Want to Identify, Extract and Normalize Adverse Drug Reactions in Tweets? Use RoBERTa
This work addresses the problem of monitoring drug safety from social media data for healthcare applications, but it is incremental as it applies an existing method to a specific shared task.
The paper tackled identifying, extracting, and normalizing adverse drug reactions (ADRs) in tweets using RoBERTa, achieving F1-scores of 58% for classification (12% above average) and up to 70.1% for extraction (13.7% above average).

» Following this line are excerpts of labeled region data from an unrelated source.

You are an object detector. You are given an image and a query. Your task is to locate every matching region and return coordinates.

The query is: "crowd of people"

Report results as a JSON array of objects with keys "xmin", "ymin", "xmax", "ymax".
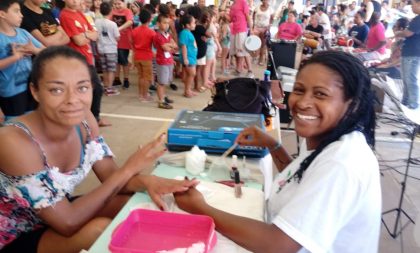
[{"xmin": 0, "ymin": 0, "xmax": 420, "ymax": 253}]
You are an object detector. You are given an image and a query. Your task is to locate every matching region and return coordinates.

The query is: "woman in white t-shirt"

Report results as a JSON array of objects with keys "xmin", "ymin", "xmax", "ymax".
[
  {"xmin": 175, "ymin": 51, "xmax": 381, "ymax": 253},
  {"xmin": 253, "ymin": 0, "xmax": 273, "ymax": 66}
]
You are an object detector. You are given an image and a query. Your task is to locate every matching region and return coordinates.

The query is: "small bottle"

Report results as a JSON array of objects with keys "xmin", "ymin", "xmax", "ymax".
[
  {"xmin": 264, "ymin": 69, "xmax": 271, "ymax": 82},
  {"xmin": 230, "ymin": 155, "xmax": 238, "ymax": 179},
  {"xmin": 241, "ymin": 156, "xmax": 251, "ymax": 179},
  {"xmin": 234, "ymin": 170, "xmax": 242, "ymax": 198}
]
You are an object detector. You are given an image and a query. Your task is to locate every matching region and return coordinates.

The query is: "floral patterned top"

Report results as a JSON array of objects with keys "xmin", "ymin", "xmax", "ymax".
[{"xmin": 0, "ymin": 121, "xmax": 113, "ymax": 249}]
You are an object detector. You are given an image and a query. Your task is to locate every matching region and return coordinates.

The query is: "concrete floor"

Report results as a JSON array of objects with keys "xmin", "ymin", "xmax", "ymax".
[{"xmin": 77, "ymin": 63, "xmax": 420, "ymax": 253}]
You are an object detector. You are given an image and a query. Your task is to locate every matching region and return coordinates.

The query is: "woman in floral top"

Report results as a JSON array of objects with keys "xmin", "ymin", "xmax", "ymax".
[{"xmin": 0, "ymin": 47, "xmax": 197, "ymax": 253}]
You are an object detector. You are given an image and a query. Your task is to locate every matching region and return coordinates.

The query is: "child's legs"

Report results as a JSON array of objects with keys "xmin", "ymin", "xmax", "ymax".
[
  {"xmin": 183, "ymin": 66, "xmax": 196, "ymax": 95},
  {"xmin": 207, "ymin": 58, "xmax": 216, "ymax": 82},
  {"xmin": 100, "ymin": 54, "xmax": 118, "ymax": 87},
  {"xmin": 194, "ymin": 56, "xmax": 206, "ymax": 90},
  {"xmin": 134, "ymin": 61, "xmax": 143, "ymax": 97},
  {"xmin": 194, "ymin": 65, "xmax": 205, "ymax": 90},
  {"xmin": 221, "ymin": 47, "xmax": 229, "ymax": 72},
  {"xmin": 117, "ymin": 48, "xmax": 130, "ymax": 79},
  {"xmin": 139, "ymin": 61, "xmax": 153, "ymax": 98}
]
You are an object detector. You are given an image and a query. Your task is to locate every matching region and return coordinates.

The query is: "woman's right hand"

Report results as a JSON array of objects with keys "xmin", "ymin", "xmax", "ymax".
[
  {"xmin": 123, "ymin": 134, "xmax": 166, "ymax": 175},
  {"xmin": 235, "ymin": 126, "xmax": 277, "ymax": 148}
]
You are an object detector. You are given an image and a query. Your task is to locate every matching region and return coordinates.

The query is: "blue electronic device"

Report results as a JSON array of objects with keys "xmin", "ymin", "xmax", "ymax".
[{"xmin": 167, "ymin": 110, "xmax": 268, "ymax": 157}]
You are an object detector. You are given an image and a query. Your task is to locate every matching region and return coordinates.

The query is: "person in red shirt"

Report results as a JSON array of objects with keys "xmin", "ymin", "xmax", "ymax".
[
  {"xmin": 133, "ymin": 9, "xmax": 156, "ymax": 102},
  {"xmin": 111, "ymin": 0, "xmax": 133, "ymax": 89},
  {"xmin": 60, "ymin": 0, "xmax": 111, "ymax": 127},
  {"xmin": 153, "ymin": 14, "xmax": 178, "ymax": 109},
  {"xmin": 276, "ymin": 11, "xmax": 302, "ymax": 40}
]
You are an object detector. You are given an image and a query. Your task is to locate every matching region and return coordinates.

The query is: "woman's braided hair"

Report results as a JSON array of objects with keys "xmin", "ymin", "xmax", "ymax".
[{"xmin": 294, "ymin": 51, "xmax": 375, "ymax": 182}]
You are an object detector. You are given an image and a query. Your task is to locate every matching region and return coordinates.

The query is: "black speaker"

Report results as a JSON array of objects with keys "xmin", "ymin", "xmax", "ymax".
[{"xmin": 270, "ymin": 41, "xmax": 296, "ymax": 69}]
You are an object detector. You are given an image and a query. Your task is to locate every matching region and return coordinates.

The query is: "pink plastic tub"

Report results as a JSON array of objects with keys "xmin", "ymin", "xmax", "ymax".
[{"xmin": 109, "ymin": 209, "xmax": 217, "ymax": 253}]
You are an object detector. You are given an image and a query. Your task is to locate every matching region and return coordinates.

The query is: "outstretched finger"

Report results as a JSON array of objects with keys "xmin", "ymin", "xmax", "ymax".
[{"xmin": 149, "ymin": 192, "xmax": 168, "ymax": 211}]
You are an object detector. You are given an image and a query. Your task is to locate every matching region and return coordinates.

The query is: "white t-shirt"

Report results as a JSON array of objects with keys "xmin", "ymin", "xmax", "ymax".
[
  {"xmin": 95, "ymin": 18, "xmax": 120, "ymax": 54},
  {"xmin": 319, "ymin": 13, "xmax": 332, "ymax": 39},
  {"xmin": 267, "ymin": 131, "xmax": 382, "ymax": 253},
  {"xmin": 254, "ymin": 5, "xmax": 273, "ymax": 28}
]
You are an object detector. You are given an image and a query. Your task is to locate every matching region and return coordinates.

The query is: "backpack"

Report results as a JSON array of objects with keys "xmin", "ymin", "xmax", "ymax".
[{"xmin": 203, "ymin": 78, "xmax": 275, "ymax": 125}]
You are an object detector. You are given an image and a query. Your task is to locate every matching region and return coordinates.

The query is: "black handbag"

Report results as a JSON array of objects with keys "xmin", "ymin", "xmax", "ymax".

This paper presents our approach for task 2 and task 3 of Social Media Mining for Health (SMM4H) 2020 shared tasks. In task 2, we have to differentiate adverse drug reaction (ADR) tweets from nonADR tweets and is treated as binary classification. Task3 involves extracting ADR mentions and then mapping them to MedDRA codes. Extracting ADR mentions is treated as sequence labeling and normalizing ADR mentions is treated as multi-class classification. Our system is based on pre-trained language model RoBERTa and it achieves a) F1-score of 58% in task2 which is 12% more than the average score b) relaxed F1-score of 70.1% in ADR extraction of task 3 which is 13.7% more than the average score and relaxed F1-score of 35% in ADR extraction + normalization of task3 which is 5.8% more than the average score. Overall, our models achieve promising results in both the tasks with significant improvements over average scores.